The bindings include not only variable declarations but also functions. You can use these functions in the expression.

const worldF = () => "World"
const x = compileTimeExpression(({t}) =>
  t.stringLiteral("Hello" + worldF()))
const worldF = () => "World"
const x = "HelloWorld"

Load a JSON file

Use the supplied require function to load files. And then convert arbitrary JavaScript values into a babel AST node using valueToNode.

const x = compileTimeExpression(({t, require}) =>
  t.valueToNode(require('./package.json')))
const x = {name: "...", dependencies: { ... } }

Load a text file

All IO must be synchronous. And note that valueToNode can not convert Buffers into AST nodes, so read the file as string (utf8).

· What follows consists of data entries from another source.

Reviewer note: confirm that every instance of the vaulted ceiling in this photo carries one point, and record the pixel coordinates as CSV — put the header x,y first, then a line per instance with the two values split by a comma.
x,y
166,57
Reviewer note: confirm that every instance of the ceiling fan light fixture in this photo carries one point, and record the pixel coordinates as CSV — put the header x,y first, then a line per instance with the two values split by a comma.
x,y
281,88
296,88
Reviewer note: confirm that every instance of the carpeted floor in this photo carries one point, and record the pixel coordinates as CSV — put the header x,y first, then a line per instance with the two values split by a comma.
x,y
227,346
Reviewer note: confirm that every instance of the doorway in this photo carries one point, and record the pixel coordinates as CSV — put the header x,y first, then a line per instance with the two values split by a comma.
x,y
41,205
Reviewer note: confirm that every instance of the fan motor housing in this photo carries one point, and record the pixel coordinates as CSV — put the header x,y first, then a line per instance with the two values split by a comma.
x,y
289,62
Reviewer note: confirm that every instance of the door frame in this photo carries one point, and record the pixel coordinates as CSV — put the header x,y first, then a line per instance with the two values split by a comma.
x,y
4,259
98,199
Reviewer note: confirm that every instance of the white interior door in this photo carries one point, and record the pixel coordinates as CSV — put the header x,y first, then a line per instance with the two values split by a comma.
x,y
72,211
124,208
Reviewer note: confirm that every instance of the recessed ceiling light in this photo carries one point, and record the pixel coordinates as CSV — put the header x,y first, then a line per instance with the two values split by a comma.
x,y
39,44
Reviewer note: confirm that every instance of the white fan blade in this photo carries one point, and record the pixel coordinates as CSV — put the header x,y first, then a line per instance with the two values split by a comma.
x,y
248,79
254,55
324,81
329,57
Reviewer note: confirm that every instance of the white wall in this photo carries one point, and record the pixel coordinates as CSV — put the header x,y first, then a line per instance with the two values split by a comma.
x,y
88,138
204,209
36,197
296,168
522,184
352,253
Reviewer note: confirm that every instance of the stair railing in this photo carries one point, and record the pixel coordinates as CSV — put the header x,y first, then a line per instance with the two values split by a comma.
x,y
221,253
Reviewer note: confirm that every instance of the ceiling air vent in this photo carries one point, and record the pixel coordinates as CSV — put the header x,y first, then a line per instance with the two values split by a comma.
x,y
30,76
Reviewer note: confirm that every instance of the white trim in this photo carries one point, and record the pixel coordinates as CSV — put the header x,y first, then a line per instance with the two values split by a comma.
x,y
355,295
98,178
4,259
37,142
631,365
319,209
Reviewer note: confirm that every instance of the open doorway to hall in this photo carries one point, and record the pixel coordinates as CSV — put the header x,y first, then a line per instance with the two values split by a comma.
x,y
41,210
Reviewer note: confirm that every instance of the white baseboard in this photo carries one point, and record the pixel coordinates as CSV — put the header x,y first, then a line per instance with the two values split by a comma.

const x = compileTimeExpression(({t, require}) =>
  t.valueToNode(require('fs').readFileSync('./README.md', 'utf8')))
const x = "..."

Generate functions

Consult the babel documentation to see how to generate complex AST nodes.

const makeAnswer = compileTimeExpression(({t, require}) =>
  t.arrowFunctionExpression([],
    t.blockStatement([t.returnStatement(t.numericLiteral(42)])))
const makeAnswer = () => 42

Parse text into MDAST

Instead of using a webpack loader, you can load a file and convert into MDAST using this plugin.

const readmeMDAST = compileTimeExpression(({t, require}) => {
  const unified = require('unified')
  const parse = require('remark-parse')
  const remark = unified().use(parse)
  const fs = require('fs')
  const markdown = fs.readFileSync('./README.md', 'utf8')
  const root = processor.run(processor.parse(markdown))

  return t.valueToNode(root)
})

If you have multiple places where you want to load MDAST from files, you can place the code in a separate module and require() the relevant function in the compile-time expression.

// loadAsMarkdown.js
module.exports = path => ({t, require}) => {
  const unified = require('unified')
  const parse = require('remark-parse')
  const remark = unified().use(parse)
  const fs = require('fs')
  const markdown = fs.readFileSync(path, 'utf8')
  const root = processor.run(processor.parse(markdown))

  return t.valueToNode(root)
}
// project-file.js
const loadAsMakdown = require('./loadAsMarkdown');

const readmeMDAST = compileTimeExpression(loadAsMakdown('./README.md'));
const introductionMDAST = compileTimeExpression(loadAsMakdown('./docs/Introduction.md'));

Quote expressions

Use __e() to convert arbitrary JS code into its corresponding AST. This enables you to easily generate AST using plain JS syntax, instead of having to construct the AST manually.

You can think of it as if whatever you put into the parenthesis is copied verbatim into the generated code.

const one = 1
const addOne = compileTimeExpression(({}) => __e(x => x + one)

// ->

const one = 1
const addOne = x => x + one

Here in combinate with manually constructod AST which uses __e() to refer to bindings in scope.

const numbers = [1,2,3,4]
const inc = x => x + 1
const higherNumbers = compileTimeExpression(({t}) =>
  t.callExpression(t.memberExpression(__e(numbers), t.identifier('map')), [__e(inc)]))

// ->

const numbers = [1,2,3,4]
const inc = x => x + 1
const higherNumbers = numbers.map(inc)

Async transformations

There is a workaround to use asynchronous code inside babel plugins. But it incurs a large overhead. It would be nice to only use the workaround when absolutely necessary.